Cosa (non) resterà degli anni ’80: Den Harrow

Negli anni in cui l’apparire era più importante dell’essere (non che oggi sia tanto differente), Den Harrows era uno degli indiscussi protagonisti della Dance Music italiana degli anni ’80.

 

Idolo delle ragazzine, deve parte del suo successo all’incontro nel 1983 con Enrico Ruggeri (glielo possiamo perdonare al buon Enrico) e di un noto DJ e produttore dell’epoca che lo hanno lanciato nel mondo della musica.
In breve tempo, Stefano Zandri (questo il suo vero nome), che fino ad allora alternava le passerelle di moda in cui sfilava alle palestre dove scolpiva il suo fisico, si ascoltava nelle radio e si ballava nelle discoteche.

 

Esordio con “Meet to meet” e “Taste of love”, “Future brain” e “Bad boy” a scalare le classifiche e e i successi di “Catch the fox” e “Charleston” a garantirgli la pagnotta.
A misurare il suo successo, le numerose copie di suoi cd che si possono ancora trovare nei migliori (ma non è escluso anche nei peggiori) autogrill aurostradali.

 

A differenza di tutti gli altri autori di canzonette, cui non si sapeva nemmeno l’interprete, una vera e autentica operazione di marketing (non l’unica in quegli anni) fu messa in moto per permettere al giovanotto di veder stampata la sua faccia sulle copertine dei dischi.

 

Purtroppo, come da conferma avvenuta anni dopo, la faccia era l’unica cosa che si potesse associare al disco visto che, dietro la figura di Den Harrow, si celavano le voci di ben 4 cantanti e, in nessuno dei casi era quella dell’interprete dichiarato.
A cominciare con Chuck Rolando e Silver Pozzoli nei primi anni, e continuando con Tom Hooker e Anthony James nei successivi, il mito di Den Harrow era sostenuto artisticamente da voci esterne. Questo fino ai primi anni ’90.

 

Fino ad allora Den Harrow appariva come la Madonna in centinaia di discoteche da Nord a Sud, esibendosi in miniconcerti in cui poteva fare sfoggio del suo fisico scultoreo mascherando la sua “ridotta” statura con dei bei tacchi sotto le suole degli stivaletti.

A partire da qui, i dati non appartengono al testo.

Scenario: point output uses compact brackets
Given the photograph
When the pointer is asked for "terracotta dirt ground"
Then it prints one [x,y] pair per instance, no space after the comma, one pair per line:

L’apice delle sue performance si raggiungeva quando, con un sol gesto, riusciva a strapparsi di dosso giacca, camicia e canotta, come solo i mitici spogliarellisti “California Dream Men” avrebbero saputo replicare anni più tardi.

 

Il suo colpo d’ala si ebbe una decina di anni più tardi con 2 partecipazioni al reality “L’isola dei famosi” che ricordiamo con “compassionevole” affetto dove, una prima volta entrato con l’aria da bulletto, abbandona l’isola piangendo (per i singhiozzi
sembra non abbia usato la voce di qualcun’altro), sembra a causa della gelosia verso la sua compagna, e la seconda volta per dei problemi cardiaci.

 

Tirando le somme, nonostante alcuni episodi discussi e discutibili, e perdonando l’aria boriosa che a volte lo accompagnava, il personaggio di Den Harrow ci ha fatto scavallare il millennio scorso e non può che farci sorridere…, se non altro perchè, in questi anni di personaggi costruiti che riempiono televisioni, riviste e pagine web, nessuno di questi riuscirà come Den a resistere all’usura degli anni resistendo anche a ben 2 Reality Show.